Coppola, Salles Hit the "Road"

Francis Ford Coppola taps Walter Salles to direct his long-awaited big screen version of Jack Kerouac's On The Road

By Josh Grossberg Aug 05, 2005 9:30 PMTags

Francis Ford Coppola has made Walter Salles an offer he can't refuse.

The Godfather mastermind has tapped the Brazilian filmmaker, best known for last year's critically-praised indie hit, The Motorcycle Diaries, to direct a long-awaited big-screen version of Jack Kerouac's Beat classic, On the Road.

Coppola will executive produce the project through his American Zoetrope shingle in association with Focus Features, the specialty film division of Universal Pictures.

"The book is inherently difficult to adapt to the screen, and we've never quite found the right combination of director and writer to do it justice until now," Coppola said in a statement.
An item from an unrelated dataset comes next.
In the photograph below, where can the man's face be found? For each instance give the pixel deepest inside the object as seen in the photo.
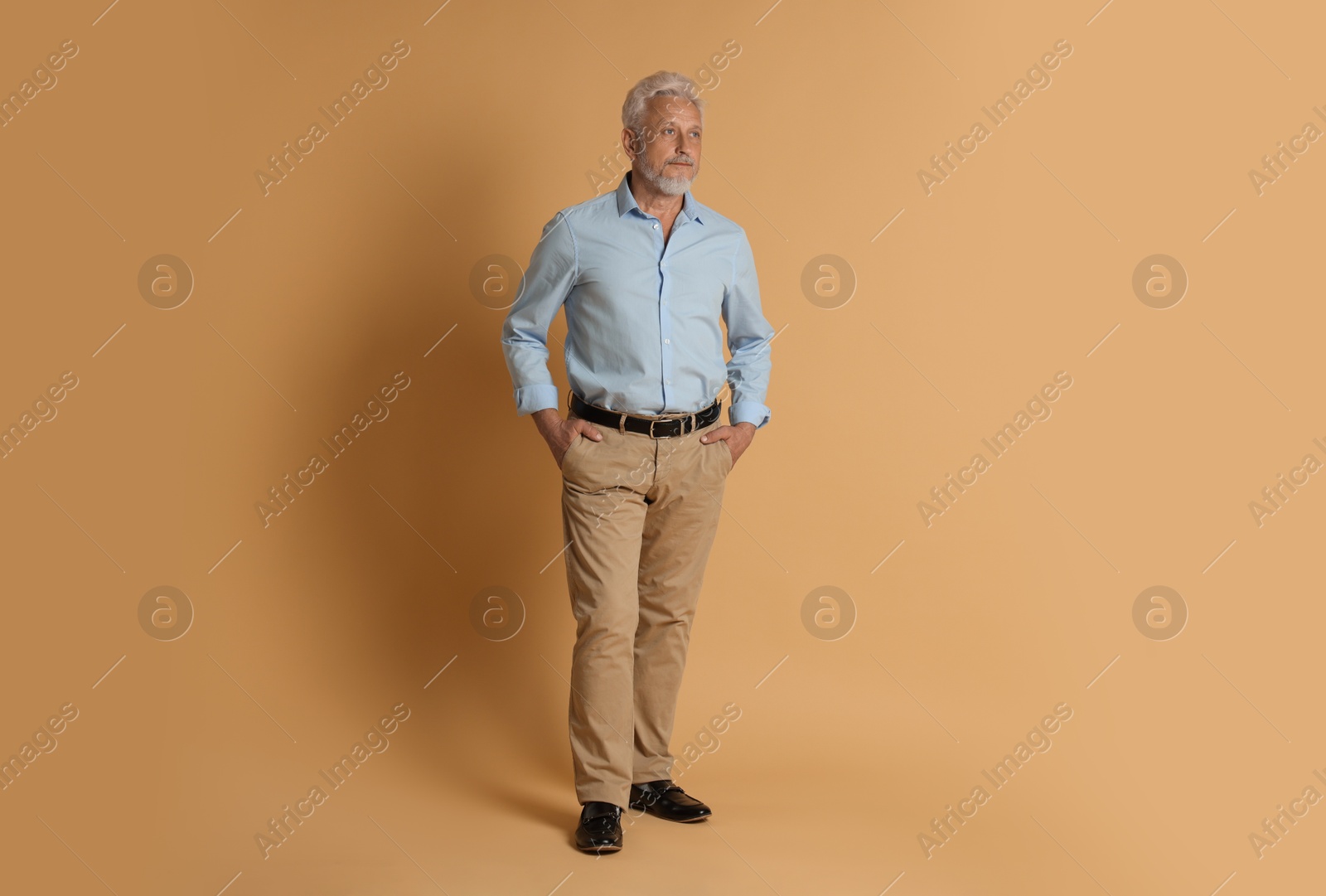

Salles, 49, will adapt the famed novel with his writing partner, Jose Rivera. The two scored an Oscar nomination for their screenplay for The Motorcycle Diaries, a dramatization of South American revolutionary "Che" Guevara's recollections of a road trip he took as a youth that influenced his political views.

On the Road shares more than a few similarities with Diaries. Published in 1957, Kerouac's thinly-fictionalized autobiography recounts the wild journeys of his alter ego, Sal Paradise, hitchhiking through 1950s America. The drug and alcohol-fueled stream of consciousness tales eventually gave rise to the Beat movement and influenced generations of writers.

"On the Road is a seminal book that gave voice to a whole generation?capturing its hunger for experience, unwillingness to accept imposed truths and dissatisfaction with the status quo," added Salles. "It is as modern today as it was four decades ago."

Coppola, who at one time considered taking the helm himself, has spent years trying to get On the Road off the ground since acquiring the rights in 1979. Over time, he's hired various screenwriters to take a crack at the project, but to no avail.

The latest reported attempt was in 2002 when Coppola tapped author Russell Banks to do a draft and had supposedly considered handing the reins to Phantom of the Opera director Joel Schumacher. (He must have seen Batman & Robin, however, because that idea quickly went south.)

Salles appears to be the best man for the material given his expertise at handling intimate character dramas such as his breakout international hit, Central Station. A few years later, he followed with The Motorcycle Diaries, starring Gael García Bernal as Che. Released by Focus Features, the flick grossed $16 million, making it one of the highest tallies ever for a Spanish-language film in the U.S.

Salles' other credits include 1991's Exposure, 2001's Behind the Sun, and the Jennifer Connelly thriller Dark Water, which has raked in $24 million since its release last month.